This option is only meaningful if multi-link PPP is negotiated. It proscribes shorter multi-link fragment headers, saving two bytes on every frame.

The default is enable and accept.

acfcomp

Address and control field compression. This option only applies to asynchronous link types. It saves two bytes per frame.

The default is enable and accept.

protocomp

Protocol field compression. This option saves one byte per frame for most frames.

The default is enable and accept.

magicnum
check-magic

The magicnum option enables using a magic number for the local end of the PPP link. This causes a unique number to be included in each LCP packet we send, which helps detect loopback conditions.

The check-magic option causes mpd to verify that the peer's magic number is correct in all received LCP frames.

Some old broken PPP implementations do not handle magic numbers correctly, so these options need to be disabled in these cases.

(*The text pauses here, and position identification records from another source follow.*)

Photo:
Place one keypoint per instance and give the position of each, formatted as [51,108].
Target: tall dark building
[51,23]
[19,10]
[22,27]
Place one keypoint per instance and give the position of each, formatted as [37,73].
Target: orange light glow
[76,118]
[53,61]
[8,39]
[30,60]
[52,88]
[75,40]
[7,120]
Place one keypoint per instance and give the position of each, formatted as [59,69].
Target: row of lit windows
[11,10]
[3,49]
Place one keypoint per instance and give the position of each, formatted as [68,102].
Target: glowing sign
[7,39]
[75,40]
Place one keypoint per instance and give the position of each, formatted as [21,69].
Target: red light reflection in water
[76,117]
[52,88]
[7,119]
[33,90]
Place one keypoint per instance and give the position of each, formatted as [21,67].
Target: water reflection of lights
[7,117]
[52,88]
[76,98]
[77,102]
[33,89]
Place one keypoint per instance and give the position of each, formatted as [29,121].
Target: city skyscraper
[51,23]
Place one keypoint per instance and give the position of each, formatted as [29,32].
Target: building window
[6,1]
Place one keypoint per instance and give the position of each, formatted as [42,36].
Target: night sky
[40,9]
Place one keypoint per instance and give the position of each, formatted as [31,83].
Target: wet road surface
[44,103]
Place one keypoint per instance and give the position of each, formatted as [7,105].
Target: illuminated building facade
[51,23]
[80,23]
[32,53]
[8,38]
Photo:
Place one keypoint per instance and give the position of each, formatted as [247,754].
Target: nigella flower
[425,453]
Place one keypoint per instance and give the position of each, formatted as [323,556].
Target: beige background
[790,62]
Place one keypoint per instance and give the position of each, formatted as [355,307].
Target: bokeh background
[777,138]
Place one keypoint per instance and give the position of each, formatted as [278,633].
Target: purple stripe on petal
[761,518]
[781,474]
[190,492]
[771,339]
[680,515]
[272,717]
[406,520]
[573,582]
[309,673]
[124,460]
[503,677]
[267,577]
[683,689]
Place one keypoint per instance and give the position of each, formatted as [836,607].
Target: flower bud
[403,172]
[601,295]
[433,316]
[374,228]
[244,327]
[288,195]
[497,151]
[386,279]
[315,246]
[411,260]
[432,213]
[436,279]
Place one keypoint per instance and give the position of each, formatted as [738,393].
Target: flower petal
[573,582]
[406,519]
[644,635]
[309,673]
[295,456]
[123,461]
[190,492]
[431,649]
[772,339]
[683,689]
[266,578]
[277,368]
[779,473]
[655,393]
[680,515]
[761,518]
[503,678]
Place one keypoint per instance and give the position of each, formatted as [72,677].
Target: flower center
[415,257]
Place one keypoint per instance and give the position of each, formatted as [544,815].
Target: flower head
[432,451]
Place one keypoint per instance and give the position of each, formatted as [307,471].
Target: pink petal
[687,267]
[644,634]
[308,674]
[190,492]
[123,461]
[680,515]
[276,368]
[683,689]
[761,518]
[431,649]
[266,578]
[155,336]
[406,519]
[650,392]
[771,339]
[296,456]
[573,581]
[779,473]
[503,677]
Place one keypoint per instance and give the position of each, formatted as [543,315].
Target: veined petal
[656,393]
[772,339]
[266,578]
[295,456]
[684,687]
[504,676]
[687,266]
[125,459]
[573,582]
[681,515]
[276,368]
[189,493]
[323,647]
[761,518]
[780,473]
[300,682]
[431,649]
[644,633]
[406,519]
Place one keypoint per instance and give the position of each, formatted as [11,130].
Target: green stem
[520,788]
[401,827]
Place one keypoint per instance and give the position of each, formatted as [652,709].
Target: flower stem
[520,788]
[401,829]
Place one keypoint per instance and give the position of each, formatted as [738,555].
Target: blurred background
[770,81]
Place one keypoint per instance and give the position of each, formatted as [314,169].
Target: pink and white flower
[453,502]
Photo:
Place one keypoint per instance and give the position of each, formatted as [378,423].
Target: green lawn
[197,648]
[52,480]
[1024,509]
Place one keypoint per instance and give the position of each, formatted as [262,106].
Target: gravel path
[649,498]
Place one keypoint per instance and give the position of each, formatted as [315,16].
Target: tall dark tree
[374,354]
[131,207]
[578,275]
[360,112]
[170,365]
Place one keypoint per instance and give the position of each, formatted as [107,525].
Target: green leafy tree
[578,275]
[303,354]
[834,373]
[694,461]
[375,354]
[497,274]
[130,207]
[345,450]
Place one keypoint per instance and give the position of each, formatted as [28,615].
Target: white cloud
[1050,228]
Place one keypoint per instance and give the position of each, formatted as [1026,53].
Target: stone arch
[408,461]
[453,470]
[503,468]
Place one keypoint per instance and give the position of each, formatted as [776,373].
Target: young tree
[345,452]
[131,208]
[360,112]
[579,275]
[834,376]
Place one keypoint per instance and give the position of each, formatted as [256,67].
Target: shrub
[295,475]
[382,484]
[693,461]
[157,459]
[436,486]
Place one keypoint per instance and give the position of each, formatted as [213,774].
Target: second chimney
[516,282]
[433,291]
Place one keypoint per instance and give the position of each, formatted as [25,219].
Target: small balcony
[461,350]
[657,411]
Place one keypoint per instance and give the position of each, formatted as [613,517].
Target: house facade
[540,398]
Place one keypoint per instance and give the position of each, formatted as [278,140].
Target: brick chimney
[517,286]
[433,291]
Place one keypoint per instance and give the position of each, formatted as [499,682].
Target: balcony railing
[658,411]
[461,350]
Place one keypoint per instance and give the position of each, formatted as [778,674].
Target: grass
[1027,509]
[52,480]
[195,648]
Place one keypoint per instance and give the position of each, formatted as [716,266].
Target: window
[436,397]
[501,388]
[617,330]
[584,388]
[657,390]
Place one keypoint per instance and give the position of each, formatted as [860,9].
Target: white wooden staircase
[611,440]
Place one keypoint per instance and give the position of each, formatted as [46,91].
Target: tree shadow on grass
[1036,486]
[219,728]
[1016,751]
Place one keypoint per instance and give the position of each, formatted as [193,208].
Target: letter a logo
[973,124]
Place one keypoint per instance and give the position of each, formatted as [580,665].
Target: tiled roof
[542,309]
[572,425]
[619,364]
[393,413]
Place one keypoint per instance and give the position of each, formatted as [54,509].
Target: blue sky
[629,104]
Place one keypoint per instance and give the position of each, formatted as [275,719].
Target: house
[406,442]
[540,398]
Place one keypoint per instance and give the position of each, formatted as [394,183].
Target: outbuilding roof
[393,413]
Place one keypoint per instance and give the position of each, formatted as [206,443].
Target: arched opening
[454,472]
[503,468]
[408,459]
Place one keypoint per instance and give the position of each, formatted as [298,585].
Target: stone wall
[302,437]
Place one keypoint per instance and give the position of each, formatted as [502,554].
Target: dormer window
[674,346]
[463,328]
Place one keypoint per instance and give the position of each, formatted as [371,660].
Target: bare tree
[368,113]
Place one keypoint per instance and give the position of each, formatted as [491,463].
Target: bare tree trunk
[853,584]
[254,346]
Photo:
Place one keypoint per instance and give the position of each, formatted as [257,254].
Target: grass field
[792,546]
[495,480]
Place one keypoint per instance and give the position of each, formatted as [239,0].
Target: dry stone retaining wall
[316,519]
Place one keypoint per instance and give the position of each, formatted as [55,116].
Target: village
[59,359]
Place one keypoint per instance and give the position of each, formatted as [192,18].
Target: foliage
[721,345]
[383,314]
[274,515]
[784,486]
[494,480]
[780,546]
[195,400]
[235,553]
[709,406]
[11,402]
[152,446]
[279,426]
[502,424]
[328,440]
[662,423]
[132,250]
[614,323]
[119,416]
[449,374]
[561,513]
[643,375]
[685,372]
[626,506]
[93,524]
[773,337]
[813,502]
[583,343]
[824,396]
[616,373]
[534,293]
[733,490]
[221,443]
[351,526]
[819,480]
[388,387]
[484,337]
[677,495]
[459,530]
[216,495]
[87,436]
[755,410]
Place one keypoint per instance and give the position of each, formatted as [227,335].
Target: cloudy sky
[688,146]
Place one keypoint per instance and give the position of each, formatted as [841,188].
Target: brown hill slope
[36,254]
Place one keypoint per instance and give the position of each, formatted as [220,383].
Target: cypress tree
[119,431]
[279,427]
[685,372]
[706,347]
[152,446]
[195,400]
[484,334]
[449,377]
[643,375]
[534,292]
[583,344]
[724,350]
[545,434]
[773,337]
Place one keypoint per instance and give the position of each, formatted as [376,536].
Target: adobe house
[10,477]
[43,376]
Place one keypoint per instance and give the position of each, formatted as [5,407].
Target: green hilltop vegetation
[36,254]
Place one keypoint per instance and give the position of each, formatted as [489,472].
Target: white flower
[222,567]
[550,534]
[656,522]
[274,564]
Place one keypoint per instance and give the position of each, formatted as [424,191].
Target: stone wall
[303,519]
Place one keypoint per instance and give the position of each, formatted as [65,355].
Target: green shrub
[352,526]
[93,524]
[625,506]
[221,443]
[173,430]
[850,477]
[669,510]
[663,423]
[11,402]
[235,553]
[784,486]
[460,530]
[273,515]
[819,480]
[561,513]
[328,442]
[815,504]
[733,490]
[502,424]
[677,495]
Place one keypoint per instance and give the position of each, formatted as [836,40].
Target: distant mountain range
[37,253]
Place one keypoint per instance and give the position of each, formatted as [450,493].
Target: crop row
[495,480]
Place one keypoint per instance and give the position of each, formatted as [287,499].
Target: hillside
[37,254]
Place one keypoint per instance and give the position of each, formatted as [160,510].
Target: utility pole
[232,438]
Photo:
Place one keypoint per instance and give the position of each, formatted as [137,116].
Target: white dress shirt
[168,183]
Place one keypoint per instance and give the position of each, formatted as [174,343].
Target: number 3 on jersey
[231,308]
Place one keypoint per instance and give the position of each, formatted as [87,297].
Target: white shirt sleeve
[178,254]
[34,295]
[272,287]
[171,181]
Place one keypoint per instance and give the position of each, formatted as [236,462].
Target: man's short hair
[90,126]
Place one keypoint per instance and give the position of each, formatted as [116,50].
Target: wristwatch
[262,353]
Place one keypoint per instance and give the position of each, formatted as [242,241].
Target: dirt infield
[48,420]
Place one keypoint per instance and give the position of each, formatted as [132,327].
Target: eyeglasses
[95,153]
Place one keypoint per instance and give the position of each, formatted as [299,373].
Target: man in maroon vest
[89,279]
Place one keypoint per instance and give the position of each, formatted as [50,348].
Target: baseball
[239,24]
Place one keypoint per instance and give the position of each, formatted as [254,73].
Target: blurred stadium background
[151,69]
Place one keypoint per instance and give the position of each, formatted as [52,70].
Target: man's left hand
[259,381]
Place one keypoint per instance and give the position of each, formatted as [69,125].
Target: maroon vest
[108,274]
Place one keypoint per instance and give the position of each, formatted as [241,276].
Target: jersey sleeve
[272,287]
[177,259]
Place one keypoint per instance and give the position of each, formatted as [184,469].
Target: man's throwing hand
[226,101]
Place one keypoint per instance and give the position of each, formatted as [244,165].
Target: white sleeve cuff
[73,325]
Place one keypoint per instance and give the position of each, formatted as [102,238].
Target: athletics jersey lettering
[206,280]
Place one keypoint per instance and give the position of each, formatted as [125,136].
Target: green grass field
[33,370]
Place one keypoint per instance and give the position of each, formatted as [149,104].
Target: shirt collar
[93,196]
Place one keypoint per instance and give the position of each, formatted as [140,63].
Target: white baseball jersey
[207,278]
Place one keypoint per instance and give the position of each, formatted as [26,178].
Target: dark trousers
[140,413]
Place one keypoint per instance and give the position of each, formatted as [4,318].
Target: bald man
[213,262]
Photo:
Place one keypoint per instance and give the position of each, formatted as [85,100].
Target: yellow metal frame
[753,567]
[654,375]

Default for both options is enable.

Note that the two most common reasons for seeing ``loopback condition detected'' on a modem link are:

passive

Enables passive mode for this link. This is useful on some full time connections. See RFC 1661 for more information about this option.

Default disable.

callback

Enables PPP callback request. If the remote peer can/wants to, it will hangup immediately after connecting and call us back.

Default disable.

no-orig-auth

Normally, if PAP or CHAP is enabled, we require the peer to authenticate to us at the beginning of each connection. This option temporarily disables this requirement if we are the one who originated the connection and the peer rejects our request for a login.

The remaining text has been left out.